I ricordi della cucina economica in Gallura
La guardi, ferma e immutabile nel tempo, e senti già l’odore: il grande ricordo della cucina economica in Gallura. Non l’odore freddo della vernice, ma il profumo avvolgente del legno che crepita, del sugo che sobbolle lentamente, del pane che lievita in attesa. Questa non è solo una stufa; è un monumento al focolare domestico, il cuore pulsante delle case galluresi negli anni ’50 e ’60.
In un’epoca di faticosa ricostruzione, dove il boom economico non aveva ancora bussato con prepotenza alla porta della Gallura più interna, questa cucina economica era la vera regina. Il suo pesante piano in ghisa, con gli anelli che si sollevavano per regolare il fuoco, non era solo il piano cottura. Era la caldaia, l’unica fonte di tepore in inverno; era il luogo dove il latte veniva scaldato all’alba e dove, dopo cena, ci si radunava per raccontare la giornata.
Il ricordo del passato
Quei decenni sono ricordati oggi con una dolce nostalgia, un’eco di un tempo forse non opulento, ma certamente piacevole e spensierato. La vita scorreva al ritmo delle stagioni e delle necessità reali, non dei feed che si aggiornano ogni secondo.
Ogni cassetto conteneva un pezzo di autosufficienza: la legna secca, gli attrezzi, o forse le patate per il pranzo. Non c’era spreco, ma ingegno e il rispetto per la materia prima.
La sera, quando il vento di maestrale soffiava sui tetti di tegole, la cucina diventava il centro del “sociale” della casa. Non c’erano notifiche; c’erano le voci, il rumore delle stoviglie e, soprattutto, l’ascolto. Ci si raccontava, ci si educava, si tramandavano storie in dialetto, liberati da qualsiasi condizionamento, filtro o giudizio derivante dalla vetrina virtuale che oggi ci opprime. La comunicazione era diretta, vera, e infinitamente più profonda.

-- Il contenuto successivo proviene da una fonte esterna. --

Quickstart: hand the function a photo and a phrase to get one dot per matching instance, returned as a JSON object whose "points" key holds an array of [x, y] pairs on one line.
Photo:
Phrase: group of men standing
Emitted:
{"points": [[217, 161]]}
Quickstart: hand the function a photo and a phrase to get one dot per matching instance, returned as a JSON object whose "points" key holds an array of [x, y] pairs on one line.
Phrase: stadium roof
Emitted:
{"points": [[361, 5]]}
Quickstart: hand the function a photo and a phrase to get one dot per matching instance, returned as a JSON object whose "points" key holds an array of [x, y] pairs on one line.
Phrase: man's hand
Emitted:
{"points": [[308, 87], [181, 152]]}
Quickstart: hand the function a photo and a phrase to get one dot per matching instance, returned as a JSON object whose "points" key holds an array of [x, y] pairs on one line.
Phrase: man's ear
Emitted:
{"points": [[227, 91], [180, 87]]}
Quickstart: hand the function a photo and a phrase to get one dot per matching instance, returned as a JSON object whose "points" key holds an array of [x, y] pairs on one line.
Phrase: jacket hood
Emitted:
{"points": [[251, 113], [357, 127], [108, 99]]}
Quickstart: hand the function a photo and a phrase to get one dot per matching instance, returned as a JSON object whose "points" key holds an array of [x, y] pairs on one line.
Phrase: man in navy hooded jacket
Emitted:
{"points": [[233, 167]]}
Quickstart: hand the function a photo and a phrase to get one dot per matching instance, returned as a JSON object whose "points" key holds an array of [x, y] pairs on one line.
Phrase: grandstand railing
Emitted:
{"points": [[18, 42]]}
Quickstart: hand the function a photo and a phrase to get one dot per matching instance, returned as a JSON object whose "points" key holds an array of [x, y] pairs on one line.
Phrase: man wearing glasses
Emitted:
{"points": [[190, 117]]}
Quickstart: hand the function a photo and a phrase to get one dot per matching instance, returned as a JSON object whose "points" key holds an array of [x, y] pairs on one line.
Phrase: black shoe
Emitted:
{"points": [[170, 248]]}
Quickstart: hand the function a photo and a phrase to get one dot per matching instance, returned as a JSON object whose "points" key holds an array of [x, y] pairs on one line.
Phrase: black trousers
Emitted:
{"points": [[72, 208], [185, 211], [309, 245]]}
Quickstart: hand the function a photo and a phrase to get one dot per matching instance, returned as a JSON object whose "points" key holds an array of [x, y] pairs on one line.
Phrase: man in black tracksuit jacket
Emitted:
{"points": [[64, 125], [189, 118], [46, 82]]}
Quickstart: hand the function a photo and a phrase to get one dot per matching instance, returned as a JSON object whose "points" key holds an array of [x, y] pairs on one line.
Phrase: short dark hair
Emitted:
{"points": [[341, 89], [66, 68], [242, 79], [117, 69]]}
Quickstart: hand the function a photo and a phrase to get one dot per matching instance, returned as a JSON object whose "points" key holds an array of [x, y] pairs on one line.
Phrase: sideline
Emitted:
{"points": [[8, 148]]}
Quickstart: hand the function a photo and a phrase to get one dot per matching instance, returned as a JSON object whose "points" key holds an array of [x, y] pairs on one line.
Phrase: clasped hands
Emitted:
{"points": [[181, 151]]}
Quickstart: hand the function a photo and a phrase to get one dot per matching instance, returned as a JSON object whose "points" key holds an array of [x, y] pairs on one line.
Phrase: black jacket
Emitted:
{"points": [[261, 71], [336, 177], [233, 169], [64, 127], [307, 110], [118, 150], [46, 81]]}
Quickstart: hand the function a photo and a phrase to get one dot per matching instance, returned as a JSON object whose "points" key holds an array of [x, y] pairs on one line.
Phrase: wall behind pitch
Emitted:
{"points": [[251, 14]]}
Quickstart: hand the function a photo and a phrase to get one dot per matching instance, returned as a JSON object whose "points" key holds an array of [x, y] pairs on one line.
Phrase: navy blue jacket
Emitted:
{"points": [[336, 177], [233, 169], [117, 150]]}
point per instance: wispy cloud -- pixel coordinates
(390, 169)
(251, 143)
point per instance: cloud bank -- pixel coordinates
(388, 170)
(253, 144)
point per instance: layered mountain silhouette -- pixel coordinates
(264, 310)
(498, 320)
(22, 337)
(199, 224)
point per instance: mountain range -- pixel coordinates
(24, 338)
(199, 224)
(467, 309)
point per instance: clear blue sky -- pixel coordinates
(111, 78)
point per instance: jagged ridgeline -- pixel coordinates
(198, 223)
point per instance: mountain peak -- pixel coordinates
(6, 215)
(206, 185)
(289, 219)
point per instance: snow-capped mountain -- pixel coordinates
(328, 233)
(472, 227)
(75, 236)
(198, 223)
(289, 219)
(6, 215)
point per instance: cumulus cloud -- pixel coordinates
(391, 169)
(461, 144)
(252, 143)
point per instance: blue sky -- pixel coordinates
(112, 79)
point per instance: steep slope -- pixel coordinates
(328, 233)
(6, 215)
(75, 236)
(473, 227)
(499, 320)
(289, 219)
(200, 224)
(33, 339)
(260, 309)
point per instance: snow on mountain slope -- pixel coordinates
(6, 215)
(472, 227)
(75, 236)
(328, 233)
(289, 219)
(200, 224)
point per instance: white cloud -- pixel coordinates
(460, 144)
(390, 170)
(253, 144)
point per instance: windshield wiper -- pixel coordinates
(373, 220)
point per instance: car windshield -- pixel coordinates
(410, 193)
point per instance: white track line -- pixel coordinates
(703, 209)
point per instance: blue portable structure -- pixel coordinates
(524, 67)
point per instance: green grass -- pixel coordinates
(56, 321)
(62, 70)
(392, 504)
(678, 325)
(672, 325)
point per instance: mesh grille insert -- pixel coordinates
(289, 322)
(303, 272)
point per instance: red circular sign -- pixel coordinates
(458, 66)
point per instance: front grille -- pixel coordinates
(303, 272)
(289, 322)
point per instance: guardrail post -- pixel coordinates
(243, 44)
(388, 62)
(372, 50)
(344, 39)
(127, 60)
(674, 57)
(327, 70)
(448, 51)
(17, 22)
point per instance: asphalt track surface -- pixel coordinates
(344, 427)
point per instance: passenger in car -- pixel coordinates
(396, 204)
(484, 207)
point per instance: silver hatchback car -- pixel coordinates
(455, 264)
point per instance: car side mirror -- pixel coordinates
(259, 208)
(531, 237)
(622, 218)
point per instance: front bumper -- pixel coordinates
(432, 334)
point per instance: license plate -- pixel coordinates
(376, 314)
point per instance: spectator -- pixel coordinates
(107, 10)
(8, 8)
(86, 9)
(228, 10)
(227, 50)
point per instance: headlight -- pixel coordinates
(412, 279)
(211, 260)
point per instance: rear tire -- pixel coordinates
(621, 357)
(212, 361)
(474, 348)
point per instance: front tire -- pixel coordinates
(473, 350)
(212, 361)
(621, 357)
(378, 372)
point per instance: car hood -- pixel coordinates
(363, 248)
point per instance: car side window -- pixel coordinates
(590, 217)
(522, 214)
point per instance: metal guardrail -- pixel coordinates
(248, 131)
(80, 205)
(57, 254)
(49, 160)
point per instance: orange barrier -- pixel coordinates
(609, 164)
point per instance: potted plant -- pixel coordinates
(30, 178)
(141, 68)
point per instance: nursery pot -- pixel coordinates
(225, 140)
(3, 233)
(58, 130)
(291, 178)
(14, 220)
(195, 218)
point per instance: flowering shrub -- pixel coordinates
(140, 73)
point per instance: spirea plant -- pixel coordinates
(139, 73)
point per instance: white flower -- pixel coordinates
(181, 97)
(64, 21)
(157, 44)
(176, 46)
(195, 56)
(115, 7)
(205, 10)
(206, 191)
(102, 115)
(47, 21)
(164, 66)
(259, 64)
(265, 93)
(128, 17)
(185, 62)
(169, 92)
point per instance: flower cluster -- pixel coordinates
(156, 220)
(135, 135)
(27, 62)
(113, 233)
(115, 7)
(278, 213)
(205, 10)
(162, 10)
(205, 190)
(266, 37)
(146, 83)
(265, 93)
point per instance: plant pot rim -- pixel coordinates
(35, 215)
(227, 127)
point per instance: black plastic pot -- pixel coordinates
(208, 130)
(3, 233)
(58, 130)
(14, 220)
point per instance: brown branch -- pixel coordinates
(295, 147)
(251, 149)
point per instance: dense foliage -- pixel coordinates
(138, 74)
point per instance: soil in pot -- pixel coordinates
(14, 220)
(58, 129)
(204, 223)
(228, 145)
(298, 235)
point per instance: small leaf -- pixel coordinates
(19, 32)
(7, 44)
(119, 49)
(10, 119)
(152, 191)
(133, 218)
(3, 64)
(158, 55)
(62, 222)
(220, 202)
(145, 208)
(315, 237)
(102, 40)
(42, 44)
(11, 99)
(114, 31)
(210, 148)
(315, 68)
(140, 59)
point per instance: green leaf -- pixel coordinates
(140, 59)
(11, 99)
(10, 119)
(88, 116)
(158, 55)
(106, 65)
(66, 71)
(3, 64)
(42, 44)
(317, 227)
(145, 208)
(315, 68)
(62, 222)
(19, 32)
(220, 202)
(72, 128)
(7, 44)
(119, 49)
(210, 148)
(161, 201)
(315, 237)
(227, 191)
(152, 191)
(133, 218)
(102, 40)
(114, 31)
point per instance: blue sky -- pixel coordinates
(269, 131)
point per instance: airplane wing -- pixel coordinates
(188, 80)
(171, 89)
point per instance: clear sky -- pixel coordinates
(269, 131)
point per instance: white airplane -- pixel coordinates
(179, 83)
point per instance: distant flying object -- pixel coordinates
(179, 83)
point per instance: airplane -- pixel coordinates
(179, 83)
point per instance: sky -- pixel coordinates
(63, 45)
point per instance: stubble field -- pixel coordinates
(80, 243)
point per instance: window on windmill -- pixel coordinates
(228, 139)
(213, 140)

E chi oggi, a settanta o ottant’anni, si ritrova a guardare una foto come questa, non vede un oggetto d’antiquariato, ma un portale verso l’infanzia.
Per i bambini di allora, oggi anziani, la cucina economica è indissolubilmente legata alle prime memorie sensoriali: il calore che pungeva le guance fredde, l’attesa del dolce della domenica cotto nel forno annesso, la nonna che spingeva con il ferro i ceppi per tenere vivo il fuoco. Era il termometro emotivo della casa. Era lì, solida e imponente, a simboleggiare la sicurezza e l’immutabilità del mondo quando tutto, fuori, era ancora in divenire.
Non si trattava solo di riscaldamento, ma di protezione. Quel pezzo di ghisa e smalto è l’emblema di un’epoca che, pur nella sua fatica economica, offriva il dono più grande: il tempo lento e la presenza costante.
Questa cucina a legna ci ricorda che le cose più preziose non sono quelle che si comprano, ma quelle che si creano: una pagnotta fragrante, il tepore dopo una giornata fredda, e il tempo speso, senza fretta, con chi amiamo.
Era il cuore caldo di casa, e il suo ricordo è la brace che non si spegne mai.